Corée du Sud - l’héritage de la guerre


Des coréennes rendent hommage aux femmes de réconfort

Les conflits armés ont toujours été des périodes de profonds bouleversements remettant en cause des modèles de société tout en les forgeant, parfois, sur la base de nouvelles valeurs morales, politiques et économiques. Pour autant, ce qui en ressort ne résout pas toujours le contentieux entre les nations quand il n’aggrave pas le sort de la population des pays concernés et en particulier des catégories les plus vulnérables que constituent les femmes et les enfants au lendemain de la guerre. C’est notamment le cas en Asie pour la Corée du Sud, la Thaïlande et les Philippines durant la Seconde guerre mondiale et même après avoir retrouvé la paix pour ces dernières paradoxalement.

Si les conflits du XXe siècle ont souvent constitué un facteur décisif dans le développement des industries mobilisées dans l’effort de guerre, ils peuvent engendrer également des activités inédites dans les pays impliqués afin de satisfaire les puissances d’occupation dans le cas du Japon impérial en Corée notamment et plus tard, les armées de libération que sont les États-Unis d’Amérique et leurs alliés, dans leurs missions de rétablissement de la paix puis sous la tutelle des Nations Unies, dans un cadre plus large, du maintien d’un ordre mondial adopté par ses membres depuis la création de l’Organisation en 1945.

Ainsi, des invasions et des occupations militaires, tous ces rapports de force avec la société civile ont permis une organisation ‘‘rationnelle’’ de développement au profit des armées en envoyant de gré ou de force, des centaines de milliers voire des millions de femmes et de fillettes au service sexuel des militaires dans des maisons closes financées et organisées directement le plus souvent par les États. ‘‘Maison de réconfort’’ dans les pays conquis pour l’armée impériale japonaise, établissements sanitaires allemands aux BMC (bordels militaires de campagnes) pour les troupes françaises en Algérie en passant par les ‘‘camptowns and rest recreation sites’’ pour les GIs, tous relèvent d’une organisation parfaitement mise au point voire institutionnalisée dans un seul objectif, la traite des femmes et des enfants à des fins de prostitution.

Durant la lutte des États-Unis d’Amérique contre les communistes coréens et vietnamiens au cours des guerres de Corée (1950-1953) et du Vietnam (1955-1975), l’industrie de la prostitution a donc connu un essor considérable grâce aux troupes stationnées dans ces pays et dans leurs bases arrières situées aux Philippines et en Thaïlande, en favorisant pour ainsi dire l’établissement à grande échelle d’infrastructures à des fins de prostitution, non seulement au profit des militaires mais du tourisme sexuel de masse par la suite et en Thaïlande en particulier.
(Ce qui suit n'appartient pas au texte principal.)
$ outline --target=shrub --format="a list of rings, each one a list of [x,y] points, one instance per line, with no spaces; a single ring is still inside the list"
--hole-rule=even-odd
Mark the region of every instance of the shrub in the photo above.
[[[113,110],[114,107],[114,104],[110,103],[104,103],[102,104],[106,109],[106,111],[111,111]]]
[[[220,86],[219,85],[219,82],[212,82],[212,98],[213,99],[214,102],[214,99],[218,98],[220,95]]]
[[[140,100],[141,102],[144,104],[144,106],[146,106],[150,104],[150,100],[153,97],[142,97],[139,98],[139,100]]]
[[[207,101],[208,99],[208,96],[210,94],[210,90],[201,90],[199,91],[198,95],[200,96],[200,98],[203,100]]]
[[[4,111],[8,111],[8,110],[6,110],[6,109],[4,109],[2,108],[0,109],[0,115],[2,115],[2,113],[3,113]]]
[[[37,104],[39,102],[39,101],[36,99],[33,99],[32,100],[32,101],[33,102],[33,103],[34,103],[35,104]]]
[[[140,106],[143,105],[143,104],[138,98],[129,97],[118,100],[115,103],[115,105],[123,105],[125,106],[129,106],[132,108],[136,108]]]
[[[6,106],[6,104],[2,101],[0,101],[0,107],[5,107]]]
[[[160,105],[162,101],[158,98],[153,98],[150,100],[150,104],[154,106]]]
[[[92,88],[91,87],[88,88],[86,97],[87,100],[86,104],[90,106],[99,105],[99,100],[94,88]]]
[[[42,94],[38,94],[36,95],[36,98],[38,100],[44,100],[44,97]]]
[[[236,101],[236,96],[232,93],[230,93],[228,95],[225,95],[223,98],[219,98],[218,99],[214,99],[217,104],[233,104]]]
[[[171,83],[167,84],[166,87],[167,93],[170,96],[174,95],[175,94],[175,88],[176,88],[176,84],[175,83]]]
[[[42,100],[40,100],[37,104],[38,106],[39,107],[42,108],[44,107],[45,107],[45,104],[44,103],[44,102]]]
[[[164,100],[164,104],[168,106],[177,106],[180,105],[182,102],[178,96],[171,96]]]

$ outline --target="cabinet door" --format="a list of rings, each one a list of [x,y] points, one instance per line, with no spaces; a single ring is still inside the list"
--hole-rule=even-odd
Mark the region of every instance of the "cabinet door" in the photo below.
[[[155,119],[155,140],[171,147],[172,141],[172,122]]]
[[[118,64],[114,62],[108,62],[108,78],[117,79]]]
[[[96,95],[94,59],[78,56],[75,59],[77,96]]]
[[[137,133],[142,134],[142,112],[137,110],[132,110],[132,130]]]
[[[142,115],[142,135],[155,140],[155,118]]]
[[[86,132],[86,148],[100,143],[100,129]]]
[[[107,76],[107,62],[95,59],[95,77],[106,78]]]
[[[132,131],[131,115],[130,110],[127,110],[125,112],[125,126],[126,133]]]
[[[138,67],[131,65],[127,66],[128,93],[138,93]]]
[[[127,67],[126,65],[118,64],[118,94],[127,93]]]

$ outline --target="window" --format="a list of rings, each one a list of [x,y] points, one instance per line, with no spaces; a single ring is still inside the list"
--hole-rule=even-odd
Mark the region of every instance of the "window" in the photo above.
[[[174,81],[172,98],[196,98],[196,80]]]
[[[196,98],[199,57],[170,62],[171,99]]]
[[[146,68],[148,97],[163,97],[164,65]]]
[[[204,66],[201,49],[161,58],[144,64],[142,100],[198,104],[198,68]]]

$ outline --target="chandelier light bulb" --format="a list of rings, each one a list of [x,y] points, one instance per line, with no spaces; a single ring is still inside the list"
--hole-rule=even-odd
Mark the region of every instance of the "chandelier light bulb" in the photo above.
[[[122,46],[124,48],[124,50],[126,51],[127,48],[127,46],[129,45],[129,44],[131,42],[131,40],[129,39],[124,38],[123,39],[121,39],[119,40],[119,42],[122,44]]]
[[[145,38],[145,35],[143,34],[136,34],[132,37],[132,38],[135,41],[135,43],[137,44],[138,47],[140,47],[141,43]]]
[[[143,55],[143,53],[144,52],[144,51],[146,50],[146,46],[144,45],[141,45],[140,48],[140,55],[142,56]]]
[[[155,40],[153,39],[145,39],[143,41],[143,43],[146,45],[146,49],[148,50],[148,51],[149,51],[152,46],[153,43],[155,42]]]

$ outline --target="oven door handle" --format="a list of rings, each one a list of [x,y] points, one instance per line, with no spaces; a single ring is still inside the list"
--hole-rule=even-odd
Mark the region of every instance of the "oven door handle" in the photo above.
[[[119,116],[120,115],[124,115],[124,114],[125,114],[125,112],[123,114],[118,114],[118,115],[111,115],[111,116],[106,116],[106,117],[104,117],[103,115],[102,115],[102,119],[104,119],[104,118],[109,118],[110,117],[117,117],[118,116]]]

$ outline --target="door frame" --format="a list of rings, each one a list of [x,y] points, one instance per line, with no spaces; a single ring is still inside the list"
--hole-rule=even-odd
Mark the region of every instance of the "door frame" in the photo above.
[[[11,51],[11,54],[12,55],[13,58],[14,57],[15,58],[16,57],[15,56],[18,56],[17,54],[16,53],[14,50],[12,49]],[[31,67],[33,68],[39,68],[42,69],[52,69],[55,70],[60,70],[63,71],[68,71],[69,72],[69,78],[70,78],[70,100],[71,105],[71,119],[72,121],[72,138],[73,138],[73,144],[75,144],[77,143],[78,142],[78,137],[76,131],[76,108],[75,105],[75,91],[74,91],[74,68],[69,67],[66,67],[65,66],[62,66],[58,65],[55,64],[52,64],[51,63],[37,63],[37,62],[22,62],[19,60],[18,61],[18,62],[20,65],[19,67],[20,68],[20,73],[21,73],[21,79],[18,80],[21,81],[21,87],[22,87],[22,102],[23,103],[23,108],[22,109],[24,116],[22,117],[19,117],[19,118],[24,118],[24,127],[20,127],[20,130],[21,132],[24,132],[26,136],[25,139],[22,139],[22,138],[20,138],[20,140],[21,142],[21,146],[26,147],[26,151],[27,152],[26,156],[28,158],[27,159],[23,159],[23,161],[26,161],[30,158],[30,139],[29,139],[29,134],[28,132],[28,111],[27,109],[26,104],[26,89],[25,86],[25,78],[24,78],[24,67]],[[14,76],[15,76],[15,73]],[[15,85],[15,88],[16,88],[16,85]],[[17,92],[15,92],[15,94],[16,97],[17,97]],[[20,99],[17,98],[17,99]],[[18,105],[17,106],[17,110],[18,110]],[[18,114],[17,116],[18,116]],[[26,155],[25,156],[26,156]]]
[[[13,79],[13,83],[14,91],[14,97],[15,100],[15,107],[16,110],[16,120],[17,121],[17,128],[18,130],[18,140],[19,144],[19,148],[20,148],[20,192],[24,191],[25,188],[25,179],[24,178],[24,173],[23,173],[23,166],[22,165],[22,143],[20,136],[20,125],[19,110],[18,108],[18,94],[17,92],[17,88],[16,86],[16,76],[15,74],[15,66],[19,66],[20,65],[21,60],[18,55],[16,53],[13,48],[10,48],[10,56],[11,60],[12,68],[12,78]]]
Selon les estimations les moins pessimistes, plus de 33 millions de femmes et d’enfants de l’Asie du Sud-Est auraient été ainsi victimes de la traite à des fins de prostitution pour les seules années quatre-vingt-dix.

Les ‘‘maisons de réconfort’’ japonaises

Les ‘‘maisons de réconfort’’ou ‘‘centre de délassement’’ ont pu voir le jour entre 1932 et 1945 à la faveur des guerres déclarées par le Japon impérial à plusieurs pays d’Asie et aux États-Unis d’Amérique pour devenir de véritables institutions - lorsque le Japon entreprit la conquête de la Chine en 1937-1938 - ayant pignons sur rue dans l’ensemble des territoires occupés au fur et à mesure de l’avancée nipponne en Indonésie, Indochine, Thaïlande, Birmanie, Bornéo, Philippines voire au cœur même de l’empire et à fortiori dans ses anciennes possessions que sont la Corée et Taïwan. Situés principalement près du front en raison de la concentration des troupes, les ‘‘centres de délassement’’ se sont donc développés pour satisfaire les besoins naturels des soldats et maintenir leur moral ainsi qu’au Japon, malgré l’existence de la prostitution légale, afin de répondre à ceux qui n’avaient pas les moyens de se payer des lupanars traditionnels prostituant des Japonaises.

En raison des destructions volontaires d’archives par le gouvernement japonais, le nombre exact de femmes prostituées dans les bordels militaires n’est pas connu mais estimé à 200 000 selon les témoignages et les rares documents retrouvés par les historiens. Ces ‘‘ianfu’’ en japonais étaient majoritairement des asiatiques bien que parmi les victimes, on peut dénombrer des Néerlandaises capturées en Indonésie et même des ressortissants japonais. Mais ce sont les Coréennes qui constituent le plus gros du contingent puisque leur nombre représente 80 % des victimes d’autant que l’esclavage sexuel est, en partie, une extension des pratiques du gouvernement japonais depuis sa main mise sur la péninsule en 1905. De fait, ces femmes prostituées pour le bénéfice de la troupe étaient considérées d’emblée comme ethniquement inférieures ce qui légitimait leur esclavage sexuel.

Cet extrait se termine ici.